Albert Sidney Johnston , (born February 2, 1803, Washington, Kentucky, U.S.—died April 6, 1862, Shiloh, Tennessee), commander of the Confederate forces in the Western theatre during the early stages of the American Civil War (1861–65). His battlefield death was considered an irreparable loss by the South. He was the highest-ranking soldier on either side to die in battle during the war.
Johnston grew up in the small but thriving frontier town of Washington, Kentucky. His father, who enjoyed a successful practice as one of the area’s few physicians, had relocated his family there from New England. After studying at private schools, Johnston matriculated at age 15 in nearby Lexington at Transylvania University, which operated one of the foremost medical schools in the country before the Civil War. There he was a conscientious student. In 1821–22 Johnston altered his career path from medicine to the military and gained appointment to the United States Military Academy at West Point, where he befriended future Confederate president Jefferson Davis. Once again he excelled in his studies, graduating eighth in a class of 41 cadets in 1826.

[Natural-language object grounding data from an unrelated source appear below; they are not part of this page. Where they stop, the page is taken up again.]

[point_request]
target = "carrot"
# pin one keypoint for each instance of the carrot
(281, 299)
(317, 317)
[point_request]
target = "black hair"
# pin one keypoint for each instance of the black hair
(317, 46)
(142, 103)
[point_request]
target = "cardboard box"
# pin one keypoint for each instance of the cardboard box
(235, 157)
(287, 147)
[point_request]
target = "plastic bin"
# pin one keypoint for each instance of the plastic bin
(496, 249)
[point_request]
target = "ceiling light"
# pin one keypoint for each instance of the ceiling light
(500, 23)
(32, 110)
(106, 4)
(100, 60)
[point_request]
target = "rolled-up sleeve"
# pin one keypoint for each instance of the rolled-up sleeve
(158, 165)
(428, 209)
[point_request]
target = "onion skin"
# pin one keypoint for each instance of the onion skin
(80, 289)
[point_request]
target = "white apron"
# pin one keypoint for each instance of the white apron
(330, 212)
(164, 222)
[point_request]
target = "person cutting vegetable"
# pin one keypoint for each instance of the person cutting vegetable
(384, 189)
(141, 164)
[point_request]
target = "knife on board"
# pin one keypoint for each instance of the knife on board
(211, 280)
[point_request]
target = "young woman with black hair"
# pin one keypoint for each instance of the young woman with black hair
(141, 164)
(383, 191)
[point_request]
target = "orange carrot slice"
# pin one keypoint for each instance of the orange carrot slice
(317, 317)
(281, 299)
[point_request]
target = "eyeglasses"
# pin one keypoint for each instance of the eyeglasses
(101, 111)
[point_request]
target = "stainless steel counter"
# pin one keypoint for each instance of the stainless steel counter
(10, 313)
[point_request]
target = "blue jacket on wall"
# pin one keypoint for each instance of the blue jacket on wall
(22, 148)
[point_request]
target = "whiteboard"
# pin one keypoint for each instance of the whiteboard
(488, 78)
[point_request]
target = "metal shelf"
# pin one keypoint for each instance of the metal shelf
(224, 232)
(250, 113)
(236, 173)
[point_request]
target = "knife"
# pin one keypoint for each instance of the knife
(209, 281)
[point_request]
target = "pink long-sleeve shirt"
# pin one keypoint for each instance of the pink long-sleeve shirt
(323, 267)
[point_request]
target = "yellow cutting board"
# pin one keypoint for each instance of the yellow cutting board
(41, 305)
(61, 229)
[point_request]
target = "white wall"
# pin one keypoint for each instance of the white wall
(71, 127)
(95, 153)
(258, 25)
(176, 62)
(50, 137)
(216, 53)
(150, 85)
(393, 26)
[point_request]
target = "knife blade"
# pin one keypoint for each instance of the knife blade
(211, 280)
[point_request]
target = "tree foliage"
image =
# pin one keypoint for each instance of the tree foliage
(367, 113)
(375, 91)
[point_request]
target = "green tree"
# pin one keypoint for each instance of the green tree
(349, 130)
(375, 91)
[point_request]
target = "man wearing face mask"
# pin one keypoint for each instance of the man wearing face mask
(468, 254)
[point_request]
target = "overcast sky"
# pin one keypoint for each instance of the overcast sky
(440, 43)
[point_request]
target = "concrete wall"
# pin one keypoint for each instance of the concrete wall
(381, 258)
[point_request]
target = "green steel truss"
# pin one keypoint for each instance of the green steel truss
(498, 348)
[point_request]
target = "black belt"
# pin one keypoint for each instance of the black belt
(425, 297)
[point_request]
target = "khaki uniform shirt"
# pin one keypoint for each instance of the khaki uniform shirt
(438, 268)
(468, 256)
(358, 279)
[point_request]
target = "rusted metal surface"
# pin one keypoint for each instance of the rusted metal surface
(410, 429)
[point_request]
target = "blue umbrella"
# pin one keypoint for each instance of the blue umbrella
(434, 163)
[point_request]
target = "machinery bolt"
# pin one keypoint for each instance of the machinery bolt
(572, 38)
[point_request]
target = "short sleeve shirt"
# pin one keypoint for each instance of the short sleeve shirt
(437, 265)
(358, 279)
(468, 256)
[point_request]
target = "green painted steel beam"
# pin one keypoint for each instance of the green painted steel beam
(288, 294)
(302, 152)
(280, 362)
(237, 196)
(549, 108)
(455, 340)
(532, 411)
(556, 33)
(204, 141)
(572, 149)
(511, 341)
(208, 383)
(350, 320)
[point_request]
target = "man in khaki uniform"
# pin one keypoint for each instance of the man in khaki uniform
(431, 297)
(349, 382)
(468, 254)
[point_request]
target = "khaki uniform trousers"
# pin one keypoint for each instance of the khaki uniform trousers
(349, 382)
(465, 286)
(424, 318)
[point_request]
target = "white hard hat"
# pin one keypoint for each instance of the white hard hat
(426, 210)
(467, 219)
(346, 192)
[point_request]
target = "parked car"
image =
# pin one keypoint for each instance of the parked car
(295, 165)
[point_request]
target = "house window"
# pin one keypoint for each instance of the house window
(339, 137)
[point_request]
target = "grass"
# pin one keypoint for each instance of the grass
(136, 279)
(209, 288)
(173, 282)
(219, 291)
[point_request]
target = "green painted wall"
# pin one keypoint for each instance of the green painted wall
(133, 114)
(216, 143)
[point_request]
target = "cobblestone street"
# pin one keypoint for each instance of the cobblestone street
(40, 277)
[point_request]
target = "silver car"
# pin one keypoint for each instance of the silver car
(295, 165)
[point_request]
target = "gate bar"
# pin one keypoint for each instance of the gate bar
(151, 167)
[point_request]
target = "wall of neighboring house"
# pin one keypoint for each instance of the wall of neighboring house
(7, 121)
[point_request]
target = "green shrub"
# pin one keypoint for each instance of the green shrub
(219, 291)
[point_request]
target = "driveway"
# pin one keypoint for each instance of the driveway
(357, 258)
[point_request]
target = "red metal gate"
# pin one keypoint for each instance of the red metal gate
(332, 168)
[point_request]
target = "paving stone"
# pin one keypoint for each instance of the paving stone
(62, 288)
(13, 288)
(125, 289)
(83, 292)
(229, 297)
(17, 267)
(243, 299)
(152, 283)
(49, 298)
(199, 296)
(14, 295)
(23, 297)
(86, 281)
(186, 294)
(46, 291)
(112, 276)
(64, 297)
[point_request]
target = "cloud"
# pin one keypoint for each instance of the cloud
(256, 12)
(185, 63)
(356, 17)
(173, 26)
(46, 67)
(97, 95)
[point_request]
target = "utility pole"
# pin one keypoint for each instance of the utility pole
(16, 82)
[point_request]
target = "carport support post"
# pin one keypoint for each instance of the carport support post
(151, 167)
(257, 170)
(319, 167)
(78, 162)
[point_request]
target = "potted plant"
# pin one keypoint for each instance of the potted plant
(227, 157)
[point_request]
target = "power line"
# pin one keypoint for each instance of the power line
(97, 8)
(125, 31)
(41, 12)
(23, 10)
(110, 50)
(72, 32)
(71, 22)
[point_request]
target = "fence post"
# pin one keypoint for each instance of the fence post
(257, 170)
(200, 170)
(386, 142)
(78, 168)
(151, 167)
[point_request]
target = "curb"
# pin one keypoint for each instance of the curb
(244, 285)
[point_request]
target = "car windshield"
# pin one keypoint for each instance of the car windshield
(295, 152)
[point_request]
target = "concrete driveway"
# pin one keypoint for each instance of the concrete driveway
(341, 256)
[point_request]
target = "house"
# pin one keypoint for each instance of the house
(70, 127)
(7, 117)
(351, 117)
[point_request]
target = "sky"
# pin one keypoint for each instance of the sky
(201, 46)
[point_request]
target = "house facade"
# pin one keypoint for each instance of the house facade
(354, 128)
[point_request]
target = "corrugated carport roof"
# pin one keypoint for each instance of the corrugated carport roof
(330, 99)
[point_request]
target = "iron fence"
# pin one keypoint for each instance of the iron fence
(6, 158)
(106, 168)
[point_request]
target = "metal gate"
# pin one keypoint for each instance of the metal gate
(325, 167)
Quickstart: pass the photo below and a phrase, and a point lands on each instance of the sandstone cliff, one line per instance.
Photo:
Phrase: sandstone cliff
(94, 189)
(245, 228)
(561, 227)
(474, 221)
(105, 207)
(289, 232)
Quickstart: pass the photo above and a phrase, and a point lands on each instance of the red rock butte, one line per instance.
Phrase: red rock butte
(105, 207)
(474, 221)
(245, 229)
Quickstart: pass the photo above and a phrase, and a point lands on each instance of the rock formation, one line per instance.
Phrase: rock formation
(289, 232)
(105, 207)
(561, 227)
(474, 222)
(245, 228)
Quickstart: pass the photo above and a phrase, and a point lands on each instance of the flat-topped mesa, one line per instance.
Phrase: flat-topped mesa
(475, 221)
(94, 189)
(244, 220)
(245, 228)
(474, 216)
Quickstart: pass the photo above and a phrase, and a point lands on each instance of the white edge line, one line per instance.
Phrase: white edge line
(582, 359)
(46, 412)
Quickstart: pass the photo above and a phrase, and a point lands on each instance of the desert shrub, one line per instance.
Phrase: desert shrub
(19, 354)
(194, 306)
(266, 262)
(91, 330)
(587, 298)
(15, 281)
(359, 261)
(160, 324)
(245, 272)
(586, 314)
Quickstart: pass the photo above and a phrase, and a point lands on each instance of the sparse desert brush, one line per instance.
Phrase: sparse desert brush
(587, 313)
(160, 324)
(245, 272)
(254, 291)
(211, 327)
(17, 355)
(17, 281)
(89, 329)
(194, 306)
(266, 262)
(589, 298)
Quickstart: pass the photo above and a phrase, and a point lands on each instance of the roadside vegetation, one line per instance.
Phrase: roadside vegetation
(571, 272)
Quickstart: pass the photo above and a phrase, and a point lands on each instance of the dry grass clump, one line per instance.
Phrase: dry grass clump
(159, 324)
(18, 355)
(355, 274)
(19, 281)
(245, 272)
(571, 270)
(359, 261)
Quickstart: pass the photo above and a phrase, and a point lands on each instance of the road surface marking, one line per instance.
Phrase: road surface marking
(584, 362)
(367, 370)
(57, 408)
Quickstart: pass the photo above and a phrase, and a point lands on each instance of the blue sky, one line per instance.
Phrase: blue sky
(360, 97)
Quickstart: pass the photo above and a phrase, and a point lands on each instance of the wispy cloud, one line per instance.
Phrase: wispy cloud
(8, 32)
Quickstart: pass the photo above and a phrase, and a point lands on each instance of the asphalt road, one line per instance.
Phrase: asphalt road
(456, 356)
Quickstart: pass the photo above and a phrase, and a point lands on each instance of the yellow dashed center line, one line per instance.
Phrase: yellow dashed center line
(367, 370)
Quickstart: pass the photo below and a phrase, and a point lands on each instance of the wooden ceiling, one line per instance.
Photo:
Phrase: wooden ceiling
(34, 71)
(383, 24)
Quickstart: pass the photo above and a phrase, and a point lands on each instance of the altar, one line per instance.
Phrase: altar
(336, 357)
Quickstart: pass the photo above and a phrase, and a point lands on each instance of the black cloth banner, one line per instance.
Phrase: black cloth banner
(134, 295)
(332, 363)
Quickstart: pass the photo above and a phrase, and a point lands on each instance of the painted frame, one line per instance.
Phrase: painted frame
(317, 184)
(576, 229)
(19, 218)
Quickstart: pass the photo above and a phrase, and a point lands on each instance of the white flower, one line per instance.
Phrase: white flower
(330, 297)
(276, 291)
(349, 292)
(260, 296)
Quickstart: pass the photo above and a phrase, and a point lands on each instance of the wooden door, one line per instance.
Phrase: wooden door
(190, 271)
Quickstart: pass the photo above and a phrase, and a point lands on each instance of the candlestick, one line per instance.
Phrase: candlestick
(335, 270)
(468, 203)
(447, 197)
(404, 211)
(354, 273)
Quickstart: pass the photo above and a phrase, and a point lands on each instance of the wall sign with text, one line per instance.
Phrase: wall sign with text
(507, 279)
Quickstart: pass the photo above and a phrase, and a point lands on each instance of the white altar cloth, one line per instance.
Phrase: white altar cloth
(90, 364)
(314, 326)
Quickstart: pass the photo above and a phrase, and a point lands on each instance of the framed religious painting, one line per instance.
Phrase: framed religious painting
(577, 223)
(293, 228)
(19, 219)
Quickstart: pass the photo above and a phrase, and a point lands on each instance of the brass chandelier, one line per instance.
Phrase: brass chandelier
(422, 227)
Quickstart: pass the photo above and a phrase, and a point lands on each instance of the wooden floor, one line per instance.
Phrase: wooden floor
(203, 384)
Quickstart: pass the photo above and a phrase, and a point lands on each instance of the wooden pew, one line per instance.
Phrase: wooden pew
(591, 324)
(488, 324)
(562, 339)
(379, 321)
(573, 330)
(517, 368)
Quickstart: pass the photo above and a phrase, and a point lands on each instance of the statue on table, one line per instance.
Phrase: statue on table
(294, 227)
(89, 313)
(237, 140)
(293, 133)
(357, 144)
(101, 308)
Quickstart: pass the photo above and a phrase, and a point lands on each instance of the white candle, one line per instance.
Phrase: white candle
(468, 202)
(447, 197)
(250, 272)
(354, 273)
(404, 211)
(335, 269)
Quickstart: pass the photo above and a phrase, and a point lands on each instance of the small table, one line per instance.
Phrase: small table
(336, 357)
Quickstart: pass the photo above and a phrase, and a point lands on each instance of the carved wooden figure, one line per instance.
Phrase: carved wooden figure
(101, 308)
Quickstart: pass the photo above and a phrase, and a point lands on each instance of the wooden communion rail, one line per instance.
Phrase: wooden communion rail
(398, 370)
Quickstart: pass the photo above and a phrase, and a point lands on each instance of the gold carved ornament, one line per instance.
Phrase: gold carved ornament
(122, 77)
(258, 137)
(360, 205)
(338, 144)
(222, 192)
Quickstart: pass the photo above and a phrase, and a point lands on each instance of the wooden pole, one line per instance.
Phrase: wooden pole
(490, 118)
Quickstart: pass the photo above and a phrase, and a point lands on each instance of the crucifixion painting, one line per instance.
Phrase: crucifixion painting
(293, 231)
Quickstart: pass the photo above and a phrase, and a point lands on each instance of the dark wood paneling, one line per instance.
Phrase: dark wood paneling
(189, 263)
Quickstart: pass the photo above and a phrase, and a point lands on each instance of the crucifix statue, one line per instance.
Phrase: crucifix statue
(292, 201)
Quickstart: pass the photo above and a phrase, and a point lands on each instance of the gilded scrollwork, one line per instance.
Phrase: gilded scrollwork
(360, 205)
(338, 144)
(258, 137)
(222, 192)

Johnston married Henrietta Preston in 1829. After serving as a staff officer in the Black Hawk War (1832), he left the army in 1834 to care for his wife, who was dying of tuberculosis. In 1836, following the outbreak of the Texas war for independence, Johnston enlisted as a private in the Texan army. He quickly rose through the ranks and was named the army’s commander with the rank of brigadier general (though he was prevented from actually taking command as a result of injuries sustained in a duel). In 1838 Johnston became the secretary of war for the fledgling Republic of Texas, and during the Mexican-American War (1846–48) he commanded Texas volunteers. Johnston considered Texas his home for the rest of his life.
After Texas became part of the United States, Johnston returned to the U.S. Army and in 1855 was appointed commanding officer of the 2nd U.S. Cavalry Regiment.